Experiments on mice have also indicated that blood can carry the infective agent, a mutant protein. But the infection can only pass from one animal to another when the blood is injected into the brain. Blood-to-blood transfusions have not been witnessed to transmit the disease.

There are grounds to hope the risk from transfusions is extremely low or non-existent. For years, scientists have been searching to find out whether blood donations from people who later went on to contract "classic CJD" had ever passed the disease to those who received transfusions.

Classic CJD has been killing a small number of people each year long before v-CJD came on the scene. So far, studies have not found a single instance when a blood transfusion passed the infection on.

But these findings provide no absolute guarantee of safety. First, v- CJD has some different properties from classic CJD, which may alter its infectivity. Second, there is the sheer scale of blood transfusions, and the fact that an unknown number of perfectly healthy looking people are incubating v-CJD. There is no way of preventing them from donating blood, because there is no test which shows whether the agent is in people in the early stages of the disease, or when they are incubating it.

Concerned scientists point to parallels with the opening years of the Aids pandemic in the early Eighties. At the time, there was no blood test which could demonstrate the presence of the HIV virus in blood The authorities said the risk to haemophiliacs from stopping transfusions of the clotting agent Factor VIII far outweighed the risk of contracting Aids. Yet, subsequently, thousands of haemophiliacs were killed by Aids due to them receiving contaminated Factor VIII.

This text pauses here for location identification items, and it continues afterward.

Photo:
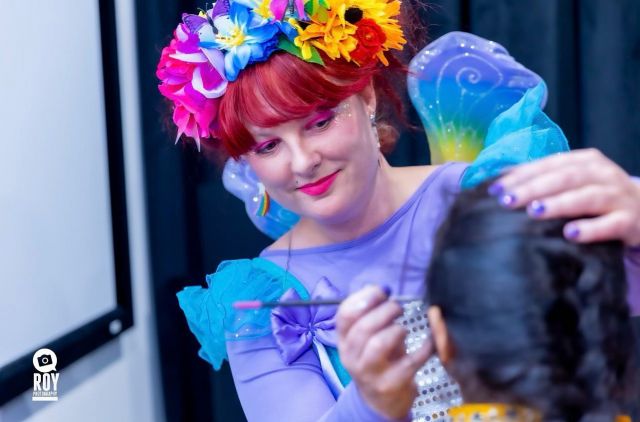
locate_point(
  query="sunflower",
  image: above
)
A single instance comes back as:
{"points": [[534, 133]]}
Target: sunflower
{"points": [[327, 31], [332, 27]]}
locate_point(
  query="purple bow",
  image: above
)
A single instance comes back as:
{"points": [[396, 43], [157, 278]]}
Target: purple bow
{"points": [[295, 328]]}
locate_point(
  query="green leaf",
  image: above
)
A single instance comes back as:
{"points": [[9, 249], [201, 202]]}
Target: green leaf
{"points": [[291, 48]]}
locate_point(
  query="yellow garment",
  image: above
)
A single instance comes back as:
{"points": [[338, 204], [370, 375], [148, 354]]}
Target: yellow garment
{"points": [[497, 412]]}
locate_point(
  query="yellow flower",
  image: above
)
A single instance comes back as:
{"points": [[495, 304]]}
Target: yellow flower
{"points": [[329, 32]]}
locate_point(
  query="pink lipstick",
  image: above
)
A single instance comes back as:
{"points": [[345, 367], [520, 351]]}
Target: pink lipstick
{"points": [[320, 186]]}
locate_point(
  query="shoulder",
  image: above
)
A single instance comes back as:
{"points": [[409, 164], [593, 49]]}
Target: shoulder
{"points": [[413, 178], [210, 310]]}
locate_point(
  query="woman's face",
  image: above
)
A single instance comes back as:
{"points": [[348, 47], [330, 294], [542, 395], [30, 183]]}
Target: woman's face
{"points": [[323, 166]]}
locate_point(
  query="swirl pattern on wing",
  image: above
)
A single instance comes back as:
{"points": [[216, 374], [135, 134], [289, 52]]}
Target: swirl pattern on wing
{"points": [[459, 84]]}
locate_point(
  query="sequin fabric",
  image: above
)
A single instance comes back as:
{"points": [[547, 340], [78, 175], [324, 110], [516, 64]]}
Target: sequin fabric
{"points": [[437, 392]]}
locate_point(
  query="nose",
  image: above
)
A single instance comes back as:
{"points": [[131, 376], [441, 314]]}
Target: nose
{"points": [[305, 159]]}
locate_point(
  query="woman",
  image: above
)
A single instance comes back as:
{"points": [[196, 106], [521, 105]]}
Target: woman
{"points": [[526, 321], [295, 88]]}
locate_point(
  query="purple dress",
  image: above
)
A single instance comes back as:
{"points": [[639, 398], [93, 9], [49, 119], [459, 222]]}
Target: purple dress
{"points": [[395, 254]]}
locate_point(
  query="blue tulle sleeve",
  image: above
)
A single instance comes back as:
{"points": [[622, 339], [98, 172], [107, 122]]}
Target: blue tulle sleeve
{"points": [[210, 313], [520, 134]]}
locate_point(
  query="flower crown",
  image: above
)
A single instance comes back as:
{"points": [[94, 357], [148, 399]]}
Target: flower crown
{"points": [[210, 49]]}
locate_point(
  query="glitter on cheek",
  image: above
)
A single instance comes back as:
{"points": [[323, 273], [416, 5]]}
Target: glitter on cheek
{"points": [[343, 112]]}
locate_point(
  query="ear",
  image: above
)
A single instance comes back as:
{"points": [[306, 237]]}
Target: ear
{"points": [[368, 94], [440, 335]]}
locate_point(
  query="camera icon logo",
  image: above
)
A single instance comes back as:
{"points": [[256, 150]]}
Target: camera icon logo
{"points": [[45, 360]]}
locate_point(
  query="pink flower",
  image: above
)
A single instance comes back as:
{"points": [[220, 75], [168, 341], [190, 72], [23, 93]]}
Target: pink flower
{"points": [[194, 81]]}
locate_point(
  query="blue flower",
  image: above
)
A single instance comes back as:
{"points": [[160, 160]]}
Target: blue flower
{"points": [[244, 36]]}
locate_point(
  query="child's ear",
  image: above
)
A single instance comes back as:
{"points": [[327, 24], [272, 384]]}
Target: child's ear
{"points": [[440, 335]]}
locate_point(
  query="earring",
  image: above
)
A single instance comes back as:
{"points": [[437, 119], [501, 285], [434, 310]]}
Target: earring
{"points": [[372, 118], [265, 201]]}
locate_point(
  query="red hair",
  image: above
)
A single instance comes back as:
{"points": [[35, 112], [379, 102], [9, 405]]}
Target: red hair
{"points": [[284, 88]]}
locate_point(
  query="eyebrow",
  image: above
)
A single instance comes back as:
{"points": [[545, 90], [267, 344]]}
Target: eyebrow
{"points": [[320, 115]]}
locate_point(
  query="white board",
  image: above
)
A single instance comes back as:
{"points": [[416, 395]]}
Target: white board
{"points": [[56, 249]]}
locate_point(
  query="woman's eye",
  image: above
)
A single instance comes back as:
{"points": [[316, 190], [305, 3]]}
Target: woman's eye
{"points": [[266, 148]]}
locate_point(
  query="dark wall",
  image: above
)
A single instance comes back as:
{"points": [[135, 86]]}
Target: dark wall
{"points": [[588, 52]]}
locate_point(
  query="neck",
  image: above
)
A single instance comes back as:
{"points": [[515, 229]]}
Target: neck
{"points": [[377, 205]]}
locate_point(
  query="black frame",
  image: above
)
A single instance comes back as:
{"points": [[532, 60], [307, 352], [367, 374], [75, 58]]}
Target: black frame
{"points": [[17, 376]]}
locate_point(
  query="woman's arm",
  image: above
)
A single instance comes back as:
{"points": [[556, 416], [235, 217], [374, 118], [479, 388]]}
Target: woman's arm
{"points": [[577, 184]]}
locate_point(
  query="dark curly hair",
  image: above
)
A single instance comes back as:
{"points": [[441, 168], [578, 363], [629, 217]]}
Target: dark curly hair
{"points": [[534, 319]]}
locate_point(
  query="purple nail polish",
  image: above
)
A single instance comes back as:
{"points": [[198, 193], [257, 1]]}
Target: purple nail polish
{"points": [[507, 200], [495, 189], [571, 231], [536, 209]]}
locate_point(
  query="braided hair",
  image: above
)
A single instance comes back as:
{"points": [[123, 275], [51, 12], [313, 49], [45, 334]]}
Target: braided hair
{"points": [[534, 319]]}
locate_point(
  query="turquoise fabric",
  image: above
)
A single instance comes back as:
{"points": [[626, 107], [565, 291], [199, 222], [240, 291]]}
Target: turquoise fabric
{"points": [[520, 134], [210, 313]]}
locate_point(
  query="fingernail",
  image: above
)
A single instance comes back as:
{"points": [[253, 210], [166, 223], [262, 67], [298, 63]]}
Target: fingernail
{"points": [[495, 189], [536, 209], [571, 231], [507, 200], [360, 305]]}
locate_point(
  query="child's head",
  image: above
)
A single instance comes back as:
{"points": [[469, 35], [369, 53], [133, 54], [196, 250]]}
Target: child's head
{"points": [[521, 315]]}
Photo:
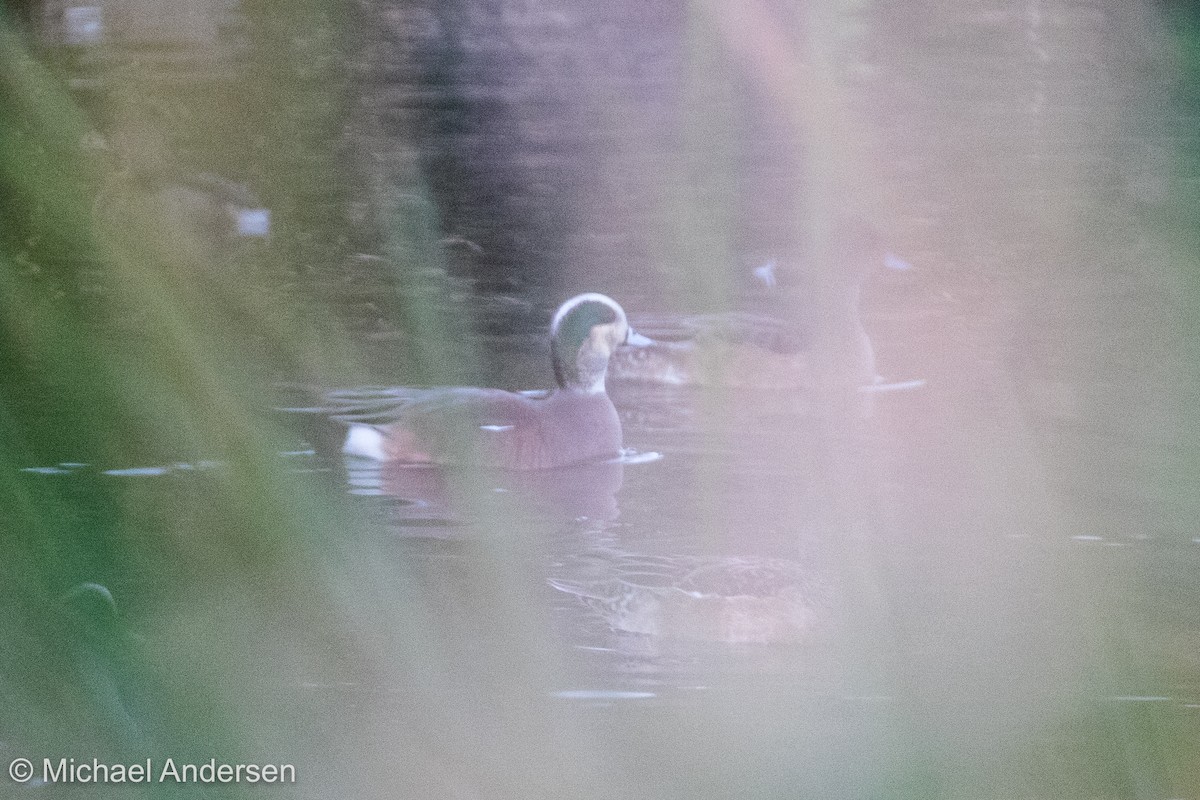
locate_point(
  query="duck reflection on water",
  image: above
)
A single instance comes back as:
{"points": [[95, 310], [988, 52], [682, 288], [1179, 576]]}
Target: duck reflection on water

The Government avoids outright claims that transfusions are completely safe. Chief Medical Officer Sir Kenneth Calman said: "Any negligible risk of new variant CJD transmission is heavily outweighed by the immediate benefit [of blood transfusions]. For many, that will mean saving their life."

There are 2.5 million blood donations a year and about 800,000 patients receive transfusions. The blood is separated into red blood cells, platelets (which help blood to clot), and plasma. Plasma is mixed with plasma from other donors and products derived from the plasma of one donor can be transfused into many patients.